Stimmen im Kopf

Seit Herbst 2021 schreibe ich als freie Autorin für die Audio Infos. Dieser Artikel ist ursprünglich in der Audio Infos Ausgabe Juni 2022 unter dem gleichen Titel erschienen. Audio Infos ist die Fachzeitschrift für Akustiker*innen, https://www.audio-infos.de/.

Neulich ging ich auf Reisen. Ich stieg ein in den ICE, setzte mich auf meinen Platz, packte meinen Laptop aus, und fing an zu arbeiten. Nach einigen Minuten war ich in Gedanken versunken und tippte fleißig. Auf einmal hörte ich wie jemand zu mir sagte “Tschuldigung? Könnte ich Sie kurz sprechen?”

Ich schaute zu meiner Sitznachbarin. “Ja?” Sie blickte irritiert von ihrer Zeitung auf. “Was ist los?” Ich, jetzt auch irritiert: “Haben Sie mich nicht gerade angesprochen?” “Nein.” antwortete sie, stirnrunzelnd. “Hab’ mich wohl vertan, sorry.” Verlegen senkte ich meinen Blick. Sie wendete sich ihrer Zeitung zu. 

Ein paar Minuten später hörte ich deutlich “Hallo? Ich rede mit Ihnen!”. Ich schielte ich zu meiner Nachbarin, die immer noch Zeitung las. Dann reckte ich meinen Hals und schaute mich um. Vor mir am Vierer-Tisch eine Familie in eine Partie Uno vertieft. Hinter mir ein Geschäftsmann in seinen Laptop und ein Teenager in sein Tablet versunken. Keiner sah so aus als hätten sie mich angesprochen. Irritiert wandte ich mich wieder um. Ich hatte wieder die Aufmerksamkeit meiner Sitznachbarin. Sie fragte, was denn los sei. Ich: “Haben Sie das auch gehört?” “Was gehört?” “Jemand hat gesagt ‘Hallo? Ich rede mit Ihnen!’” “Nein. Sicher, dass Ihnen gut geht?”, fragte sie besorgt. Ich beteuerte ihr dass es mir gut ginge und versuchte mich nun wieder meiner Arbeit zu widmen. 

Es gelang mir nicht, mich zu konzentrieren. Es irritierte mich sehr, dass ich anscheinend Dinge hörte, die meine Umgebung nicht hört. Stimmen in meinem Kopf! Ich kenne zu viele Horrorfilme, wo der Protagonist langsam verrückt wird und so fing es an.
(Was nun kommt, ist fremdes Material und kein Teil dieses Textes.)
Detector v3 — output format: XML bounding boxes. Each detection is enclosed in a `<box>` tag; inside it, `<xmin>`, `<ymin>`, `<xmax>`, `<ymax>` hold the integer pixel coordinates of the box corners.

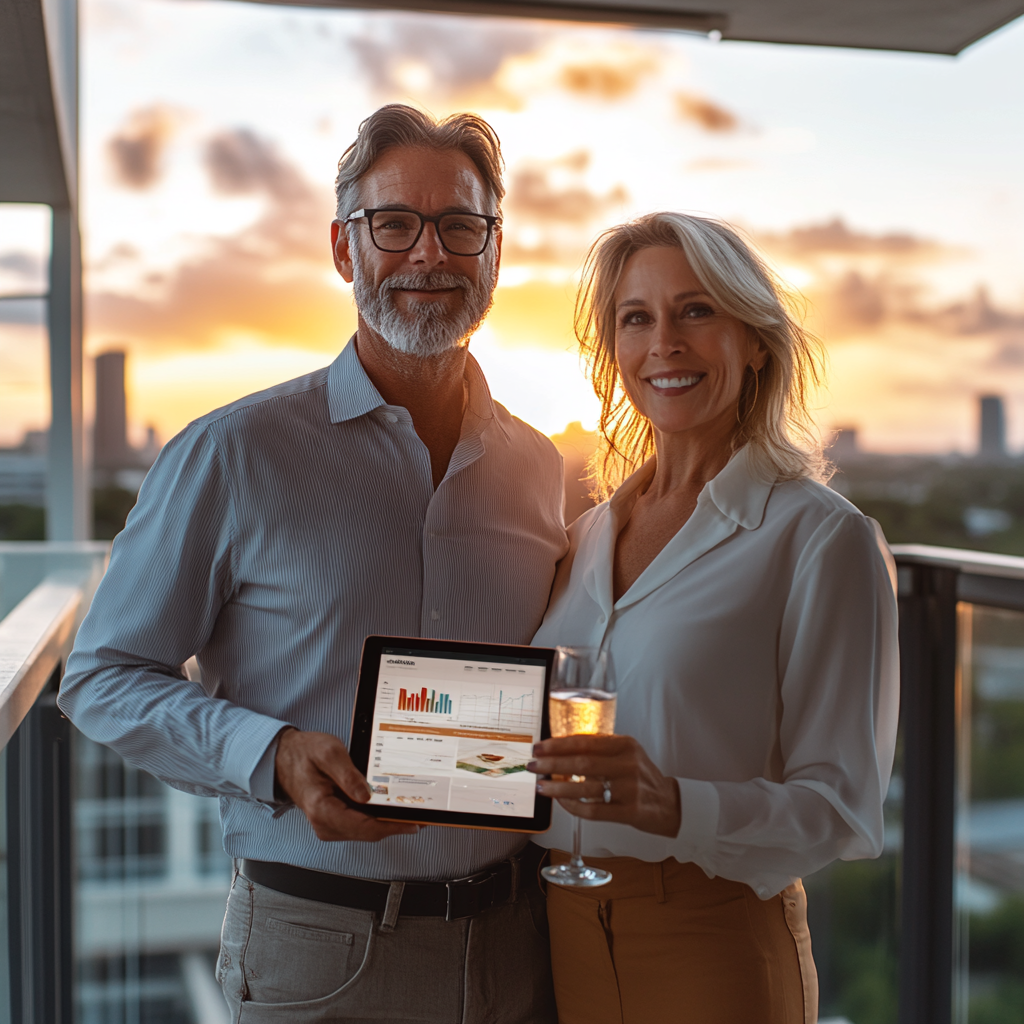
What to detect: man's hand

Nach ein paar Minuten hörte ich wieder etwas. “Ist ja, gut, was wollen Sie von mir?” und dann weiter “Meine Name ist Justus Jonas, von den drei Detektiven …”. Auf einmal ging mir auf, woher die Stimmen kamen. 

Als ich nach meinem Einstieg meinen Laptop aufgeklappt hatte, hatte er eine Bluetooth-Verbindung zu meinen Hörgeräten aufgebaut. Das ging automatisch, weil ich ihn regelmäßig mit meinen Hörgeräten benutze. Diesmal hatte es anscheinend etwas länger gedauert, typisch Bluetooth. Vom letzten mal lief noch ein Hörspiel. Sobald die Verbindung da war, spielte es weiter. Die Pausen zwischen den Sätzen kamen daher, dass mein alternder Laptop manchmal überfordert ist, was das Hörspiel zum ruckeln gebracht hatte. 
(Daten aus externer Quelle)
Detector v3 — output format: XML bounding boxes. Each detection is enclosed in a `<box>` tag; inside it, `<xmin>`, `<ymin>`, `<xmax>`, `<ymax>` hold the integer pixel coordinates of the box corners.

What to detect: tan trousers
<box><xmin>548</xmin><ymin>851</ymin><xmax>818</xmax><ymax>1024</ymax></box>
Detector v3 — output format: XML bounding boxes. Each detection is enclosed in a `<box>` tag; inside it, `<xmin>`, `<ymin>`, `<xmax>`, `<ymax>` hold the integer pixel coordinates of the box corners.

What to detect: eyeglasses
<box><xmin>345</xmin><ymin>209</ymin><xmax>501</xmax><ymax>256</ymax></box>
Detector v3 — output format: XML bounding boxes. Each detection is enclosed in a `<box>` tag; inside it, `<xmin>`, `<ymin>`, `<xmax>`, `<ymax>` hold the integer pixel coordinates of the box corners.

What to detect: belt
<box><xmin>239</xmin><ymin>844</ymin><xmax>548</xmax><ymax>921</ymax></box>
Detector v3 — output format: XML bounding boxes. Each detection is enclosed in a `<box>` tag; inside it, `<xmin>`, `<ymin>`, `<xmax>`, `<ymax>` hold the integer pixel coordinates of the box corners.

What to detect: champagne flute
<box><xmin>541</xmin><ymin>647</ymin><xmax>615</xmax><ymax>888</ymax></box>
Ich war Opfer meiner Technik geworden, und zwar gleichzeitig wegen ihrer Vorteile (automatisches Verbinden zum Hörgerät) und ihrer Tücken (hakeliges Bluetooth, überforderter Laptop). Erleichtert darüber, dass ich nicht verrückt werde, kicherte ich vor mich hin. Meine Sitznachbarin schaute mich ein letztes Mal irritiert an, bevor sie sich einen anderen Platz suchte.